China has threatened to impose a 25 percent tariff on U.S. oil imports if the U.S. goes ahead with its plan to slap tariffs on more Chinese goods. This comes at a time when the U.S. has been increasing oil shipments to China.
CGTN’s Karina Huber has more.
In 2016, the United States began exporting oil for the first time in 40 years. Two years later, China is one of its biggest purchasers.
In the first four months of the year, China bought about 330,000 barrels of U.S. oil per day. That’s around a billion dollars-worth per month and represents 20 percent of U.S. oil exports. In June, China surpassed Canada to become the biggest buyer.
Experts said U.S. output is expected to increase and China will likely consume even more U.S. oil.
“The U.S. predominantly exports light sweet crude, which essentially is high quality, low-sulfur crude. That is something that is in demand in China. Their appetite is only going to grow for that, particularly in the North, into those independent refiners.” said Matt Smith, Director of Commodity Research, ClipperData.
Chinese buyers have been willing to ship U.S. crude halfway around the world, because it is trading at a discount relative to other global benchmarks like Brent crude.
But If China were to impose a 25 percent tariff on the import of U.S. oil, as it has threatened, that discount would disappear and experts say the market would dry up.

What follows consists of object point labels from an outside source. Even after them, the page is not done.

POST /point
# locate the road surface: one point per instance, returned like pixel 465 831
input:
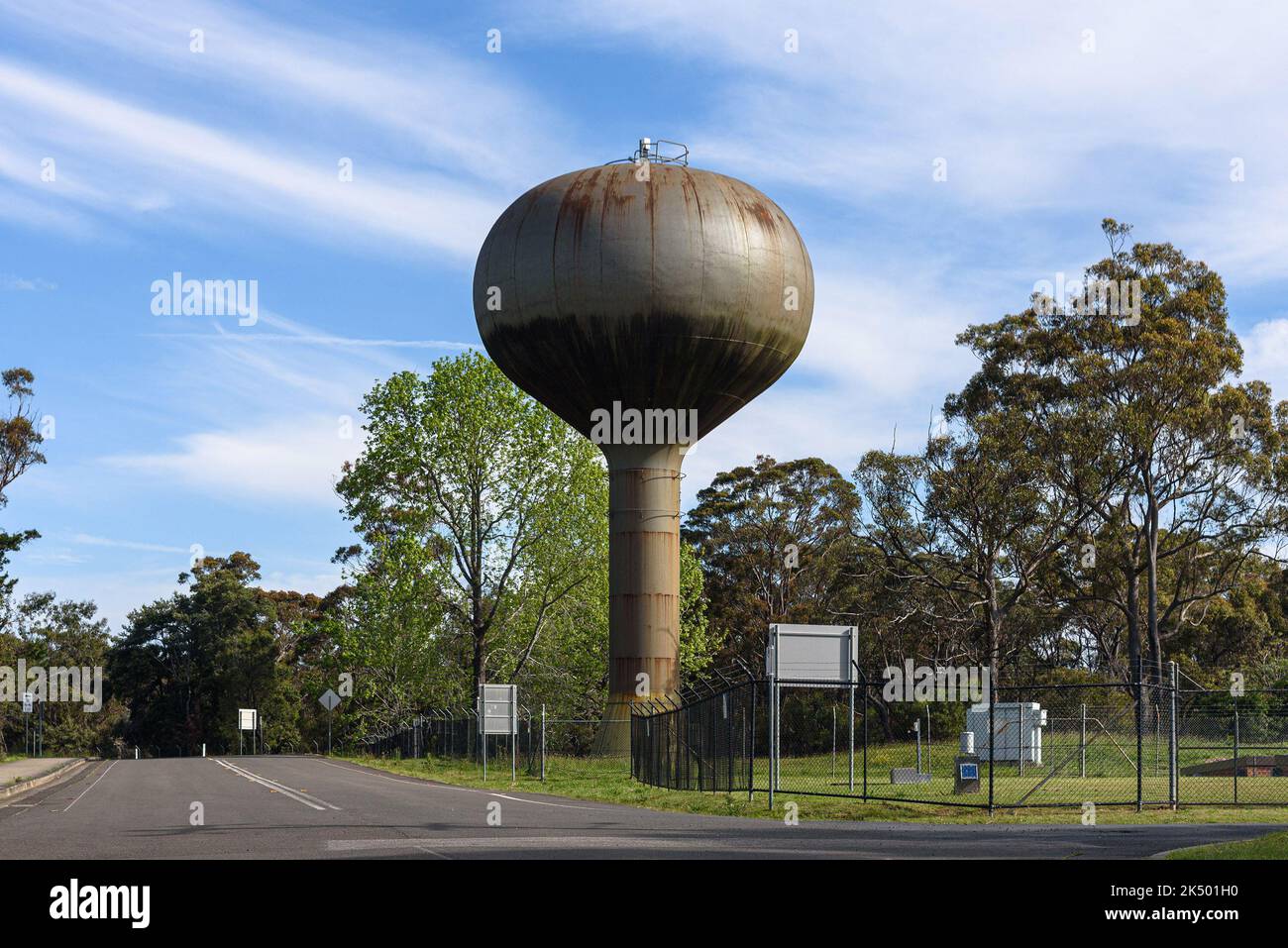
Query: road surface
pixel 279 806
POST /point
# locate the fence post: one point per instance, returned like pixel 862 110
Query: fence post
pixel 728 703
pixel 1235 698
pixel 1082 745
pixel 851 737
pixel 992 729
pixel 1173 758
pixel 864 738
pixel 1140 734
pixel 773 738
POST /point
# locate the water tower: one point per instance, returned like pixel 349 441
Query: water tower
pixel 655 287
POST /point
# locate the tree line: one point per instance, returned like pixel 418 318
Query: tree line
pixel 1103 496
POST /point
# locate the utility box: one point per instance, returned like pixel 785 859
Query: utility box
pixel 1017 730
pixel 966 775
pixel 498 710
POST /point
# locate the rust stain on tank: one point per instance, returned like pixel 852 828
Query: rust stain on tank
pixel 711 338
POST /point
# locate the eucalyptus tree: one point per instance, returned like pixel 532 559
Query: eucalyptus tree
pixel 778 543
pixel 965 528
pixel 20 451
pixel 1141 419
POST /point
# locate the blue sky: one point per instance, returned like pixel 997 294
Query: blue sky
pixel 174 430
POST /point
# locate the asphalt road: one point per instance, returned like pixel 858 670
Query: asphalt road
pixel 312 807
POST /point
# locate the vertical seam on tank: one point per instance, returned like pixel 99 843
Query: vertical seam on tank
pixel 702 239
pixel 554 252
pixel 603 215
pixel 732 198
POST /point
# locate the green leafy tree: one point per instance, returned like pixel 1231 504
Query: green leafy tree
pixel 494 491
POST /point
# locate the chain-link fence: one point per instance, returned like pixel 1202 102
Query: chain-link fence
pixel 541 740
pixel 1083 743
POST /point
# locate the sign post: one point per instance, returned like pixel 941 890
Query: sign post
pixel 26 719
pixel 330 700
pixel 246 720
pixel 800 655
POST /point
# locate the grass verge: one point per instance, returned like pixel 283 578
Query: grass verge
pixel 1273 846
pixel 609 781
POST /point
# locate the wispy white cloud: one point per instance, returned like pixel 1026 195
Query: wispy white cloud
pixel 288 460
pixel 9 281
pixel 89 540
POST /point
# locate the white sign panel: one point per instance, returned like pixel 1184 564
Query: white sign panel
pixel 811 653
pixel 498 708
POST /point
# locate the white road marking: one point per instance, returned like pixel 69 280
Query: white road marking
pixel 90 788
pixel 299 796
pixel 464 790
pixel 502 843
pixel 544 802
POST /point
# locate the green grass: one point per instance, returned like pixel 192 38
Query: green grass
pixel 609 781
pixel 1273 846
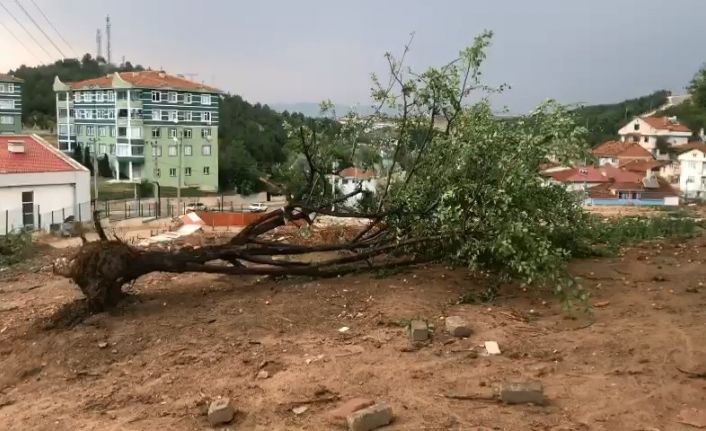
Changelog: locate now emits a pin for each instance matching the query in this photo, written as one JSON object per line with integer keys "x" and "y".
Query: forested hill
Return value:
{"x": 251, "y": 137}
{"x": 38, "y": 107}
{"x": 603, "y": 121}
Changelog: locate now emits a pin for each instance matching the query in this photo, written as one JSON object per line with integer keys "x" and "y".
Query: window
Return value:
{"x": 27, "y": 208}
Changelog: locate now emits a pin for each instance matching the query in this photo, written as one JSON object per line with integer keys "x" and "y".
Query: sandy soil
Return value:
{"x": 184, "y": 340}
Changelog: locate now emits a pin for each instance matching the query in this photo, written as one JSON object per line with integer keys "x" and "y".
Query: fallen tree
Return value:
{"x": 459, "y": 184}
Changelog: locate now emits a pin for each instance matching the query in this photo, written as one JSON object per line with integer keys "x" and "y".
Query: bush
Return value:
{"x": 14, "y": 247}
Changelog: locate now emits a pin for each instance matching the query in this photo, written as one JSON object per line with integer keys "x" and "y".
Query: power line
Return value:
{"x": 52, "y": 26}
{"x": 39, "y": 28}
{"x": 26, "y": 31}
{"x": 20, "y": 42}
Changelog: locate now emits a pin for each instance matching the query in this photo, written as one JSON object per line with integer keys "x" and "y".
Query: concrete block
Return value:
{"x": 220, "y": 411}
{"x": 418, "y": 330}
{"x": 370, "y": 418}
{"x": 347, "y": 408}
{"x": 457, "y": 326}
{"x": 522, "y": 392}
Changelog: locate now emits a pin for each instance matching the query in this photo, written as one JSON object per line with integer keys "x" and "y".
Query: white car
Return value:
{"x": 257, "y": 207}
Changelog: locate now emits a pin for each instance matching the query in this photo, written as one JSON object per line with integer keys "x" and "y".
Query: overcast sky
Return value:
{"x": 309, "y": 50}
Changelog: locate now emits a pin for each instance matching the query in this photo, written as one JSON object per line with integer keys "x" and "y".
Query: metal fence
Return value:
{"x": 35, "y": 218}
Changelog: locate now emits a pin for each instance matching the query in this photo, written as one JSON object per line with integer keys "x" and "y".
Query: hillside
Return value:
{"x": 603, "y": 121}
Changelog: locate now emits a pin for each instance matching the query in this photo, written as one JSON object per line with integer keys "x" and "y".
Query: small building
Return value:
{"x": 350, "y": 179}
{"x": 616, "y": 153}
{"x": 40, "y": 185}
{"x": 10, "y": 104}
{"x": 692, "y": 176}
{"x": 647, "y": 130}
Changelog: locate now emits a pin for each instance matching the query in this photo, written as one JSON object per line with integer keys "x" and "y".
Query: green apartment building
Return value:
{"x": 152, "y": 126}
{"x": 10, "y": 104}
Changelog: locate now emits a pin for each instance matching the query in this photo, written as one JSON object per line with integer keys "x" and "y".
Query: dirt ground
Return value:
{"x": 182, "y": 341}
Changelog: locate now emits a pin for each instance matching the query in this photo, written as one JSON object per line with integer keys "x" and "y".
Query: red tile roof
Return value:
{"x": 9, "y": 78}
{"x": 663, "y": 123}
{"x": 622, "y": 149}
{"x": 357, "y": 173}
{"x": 38, "y": 157}
{"x": 145, "y": 79}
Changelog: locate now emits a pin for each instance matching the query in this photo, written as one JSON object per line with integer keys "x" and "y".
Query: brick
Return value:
{"x": 418, "y": 330}
{"x": 347, "y": 408}
{"x": 370, "y": 418}
{"x": 220, "y": 411}
{"x": 457, "y": 326}
{"x": 522, "y": 392}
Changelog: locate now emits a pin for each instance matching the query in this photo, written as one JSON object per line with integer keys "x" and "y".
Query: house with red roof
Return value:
{"x": 647, "y": 130}
{"x": 40, "y": 185}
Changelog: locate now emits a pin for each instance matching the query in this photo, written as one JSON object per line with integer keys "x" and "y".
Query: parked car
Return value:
{"x": 257, "y": 207}
{"x": 196, "y": 206}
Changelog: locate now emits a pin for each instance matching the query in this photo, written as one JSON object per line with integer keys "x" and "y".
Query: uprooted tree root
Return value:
{"x": 102, "y": 268}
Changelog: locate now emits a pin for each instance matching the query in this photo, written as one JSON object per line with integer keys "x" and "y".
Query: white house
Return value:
{"x": 646, "y": 131}
{"x": 40, "y": 185}
{"x": 692, "y": 177}
{"x": 350, "y": 179}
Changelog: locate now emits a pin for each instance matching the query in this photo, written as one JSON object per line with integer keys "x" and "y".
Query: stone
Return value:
{"x": 347, "y": 408}
{"x": 457, "y": 326}
{"x": 492, "y": 347}
{"x": 370, "y": 418}
{"x": 522, "y": 392}
{"x": 220, "y": 411}
{"x": 418, "y": 330}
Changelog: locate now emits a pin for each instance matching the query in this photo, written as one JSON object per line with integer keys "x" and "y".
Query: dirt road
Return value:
{"x": 157, "y": 362}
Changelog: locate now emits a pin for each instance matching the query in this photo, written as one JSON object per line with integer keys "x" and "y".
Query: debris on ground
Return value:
{"x": 370, "y": 418}
{"x": 347, "y": 408}
{"x": 492, "y": 348}
{"x": 220, "y": 411}
{"x": 418, "y": 330}
{"x": 457, "y": 326}
{"x": 522, "y": 392}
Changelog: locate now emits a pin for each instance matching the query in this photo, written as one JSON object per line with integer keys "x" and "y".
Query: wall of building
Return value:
{"x": 11, "y": 118}
{"x": 64, "y": 193}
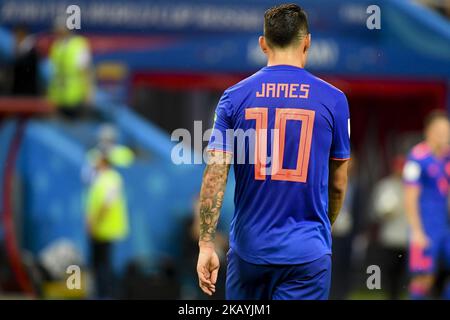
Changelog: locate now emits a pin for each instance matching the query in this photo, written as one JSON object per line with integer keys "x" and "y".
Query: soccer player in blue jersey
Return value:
{"x": 426, "y": 174}
{"x": 291, "y": 177}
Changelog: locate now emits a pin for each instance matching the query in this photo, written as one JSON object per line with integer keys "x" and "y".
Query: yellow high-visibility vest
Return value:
{"x": 107, "y": 188}
{"x": 69, "y": 84}
{"x": 118, "y": 155}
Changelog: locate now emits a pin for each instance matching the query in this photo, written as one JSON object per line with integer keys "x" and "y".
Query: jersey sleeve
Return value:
{"x": 340, "y": 147}
{"x": 412, "y": 171}
{"x": 221, "y": 139}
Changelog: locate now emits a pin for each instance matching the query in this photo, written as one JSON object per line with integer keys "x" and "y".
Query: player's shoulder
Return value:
{"x": 244, "y": 86}
{"x": 325, "y": 88}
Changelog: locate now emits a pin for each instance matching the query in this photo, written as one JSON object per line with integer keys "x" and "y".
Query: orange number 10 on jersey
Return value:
{"x": 260, "y": 115}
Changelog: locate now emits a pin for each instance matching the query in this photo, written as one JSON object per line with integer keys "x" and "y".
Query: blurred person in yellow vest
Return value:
{"x": 119, "y": 155}
{"x": 107, "y": 221}
{"x": 71, "y": 82}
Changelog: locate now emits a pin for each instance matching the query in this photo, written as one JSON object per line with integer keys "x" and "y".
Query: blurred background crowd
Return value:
{"x": 86, "y": 117}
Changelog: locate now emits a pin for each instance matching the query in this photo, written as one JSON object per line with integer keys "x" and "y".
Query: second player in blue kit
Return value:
{"x": 290, "y": 165}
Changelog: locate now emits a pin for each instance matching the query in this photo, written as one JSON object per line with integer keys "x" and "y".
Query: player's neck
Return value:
{"x": 288, "y": 57}
{"x": 436, "y": 149}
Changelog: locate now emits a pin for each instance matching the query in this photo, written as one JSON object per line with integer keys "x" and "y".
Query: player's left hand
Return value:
{"x": 207, "y": 269}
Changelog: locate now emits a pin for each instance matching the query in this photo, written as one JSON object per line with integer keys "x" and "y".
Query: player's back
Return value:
{"x": 281, "y": 195}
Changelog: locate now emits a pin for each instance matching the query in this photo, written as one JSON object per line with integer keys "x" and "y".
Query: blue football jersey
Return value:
{"x": 299, "y": 122}
{"x": 431, "y": 174}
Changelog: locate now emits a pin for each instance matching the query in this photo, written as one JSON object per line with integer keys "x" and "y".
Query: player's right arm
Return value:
{"x": 411, "y": 177}
{"x": 339, "y": 158}
{"x": 337, "y": 186}
{"x": 211, "y": 196}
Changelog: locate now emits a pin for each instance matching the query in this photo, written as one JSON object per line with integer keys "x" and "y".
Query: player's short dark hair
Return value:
{"x": 284, "y": 25}
{"x": 434, "y": 116}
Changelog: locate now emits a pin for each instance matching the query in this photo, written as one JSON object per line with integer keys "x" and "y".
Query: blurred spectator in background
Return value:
{"x": 71, "y": 82}
{"x": 107, "y": 220}
{"x": 343, "y": 232}
{"x": 25, "y": 66}
{"x": 426, "y": 177}
{"x": 190, "y": 288}
{"x": 389, "y": 212}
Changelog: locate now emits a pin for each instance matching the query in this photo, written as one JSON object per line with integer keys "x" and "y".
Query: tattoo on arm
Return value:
{"x": 212, "y": 193}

“Demand in China would drop overnight to zero, I would expect. Nobody is going to pay an extra 17, 18 dollars a barrel for crude just because it’s from the U.S.” said Sandy Fielden, Director of Research for Commodities and Energy, Morningstar.
Chinese buyers could source light crude from other countries like Nigeria or Russia. Experts are mixed on the impact tariffs might have on U.S. producers.
“The world crude oil demand isn’t going to change because of China’s buying policy. So, there will be a home for it,” said Fielden, “Effectively, if China buys from someone else, then the people that were previously buying from them will need to get it from the U.S. In other words, it balances out.”
India has already become a bigger buyer of U.S. crude. But, even if that market grows as Fielden expects, other analysts say U.S. oil producers are unlikely to escape unscathed from a U.S.-China trade war.